Russia’s foreign ministry said it was a “cynical” move aimed at deliberately harming bilateral ties.
Poland said it acted to ensure “the protection of public order”.
The bikers – including the pro-Kremlin Night Wolves group – want to ride through Poland as part of a Moscow-Berlin trip to mark the end of WW2.
In a statement (in Russian), the Russian foreign ministry said Warsaw’s decision “mocked the memory of those killed fighting against fascism” during the war.
Its response comes a day after the Polish side notified Moscow about the ban in a brief statement (in Polish).
Last year, Poland refused entry to a similar Russian motorcycle rally.
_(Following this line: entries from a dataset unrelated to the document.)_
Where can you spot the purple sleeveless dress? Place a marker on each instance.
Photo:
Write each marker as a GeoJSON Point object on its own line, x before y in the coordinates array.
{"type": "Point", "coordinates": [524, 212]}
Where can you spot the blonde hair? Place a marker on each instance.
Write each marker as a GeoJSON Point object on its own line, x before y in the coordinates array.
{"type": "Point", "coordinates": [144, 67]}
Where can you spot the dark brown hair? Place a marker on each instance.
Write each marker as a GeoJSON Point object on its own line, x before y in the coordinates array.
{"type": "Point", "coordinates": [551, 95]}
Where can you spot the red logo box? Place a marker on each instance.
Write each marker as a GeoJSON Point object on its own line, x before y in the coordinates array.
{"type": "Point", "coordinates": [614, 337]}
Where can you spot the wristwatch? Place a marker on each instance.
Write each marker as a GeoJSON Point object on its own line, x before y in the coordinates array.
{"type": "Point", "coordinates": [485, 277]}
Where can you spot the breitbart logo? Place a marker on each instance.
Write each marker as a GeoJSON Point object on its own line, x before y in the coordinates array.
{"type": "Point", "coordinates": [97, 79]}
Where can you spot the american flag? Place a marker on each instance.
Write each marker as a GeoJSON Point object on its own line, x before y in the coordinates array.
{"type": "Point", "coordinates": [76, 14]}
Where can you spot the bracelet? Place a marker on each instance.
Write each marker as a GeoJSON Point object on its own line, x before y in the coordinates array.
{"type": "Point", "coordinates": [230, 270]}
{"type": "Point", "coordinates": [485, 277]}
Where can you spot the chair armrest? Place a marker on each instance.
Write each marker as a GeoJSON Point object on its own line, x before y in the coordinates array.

However, a number of bikers then managed to get into the country.
Night Wolves leaders Aleksandr Zaldostanov again pledged that his bikers would be in Berlin on 9 May to raise their Victory flag there.
The planned 6,000km (3,720 mile) road trip would take them through Russia, Belarus, Poland, the Czech Republic, Slovakia and Austria, before reaching the German capital.
The nationalist Night Wolves group has close links to Russian President Vladimir Putin, who has taken part in their rides.
The Night Wolves are subject to US sanctions for alleged active involvement in Russia’s annexation of Crimea from Ukraine in 2014 and for helping to recruit separatist fighters for Russian-backed rebels in eastern Ukraine.
Relations between Poland and Russia are currently difficult, the BBC’s Adam Easton in Warsaw reports.
Poland has strongly criticised Russia’s actions in Ukraine in recent years.
The previous Polish government called last year’s planned motorcycle rally a deliberate provocation by the Kremlin, and more than 10,000 Poles signed up to a petition against it on social media, our correspondent says.
In recent months, Moscow has also complained to Warsaw about the dismantling in Poland of several WW2 Red Army memorials.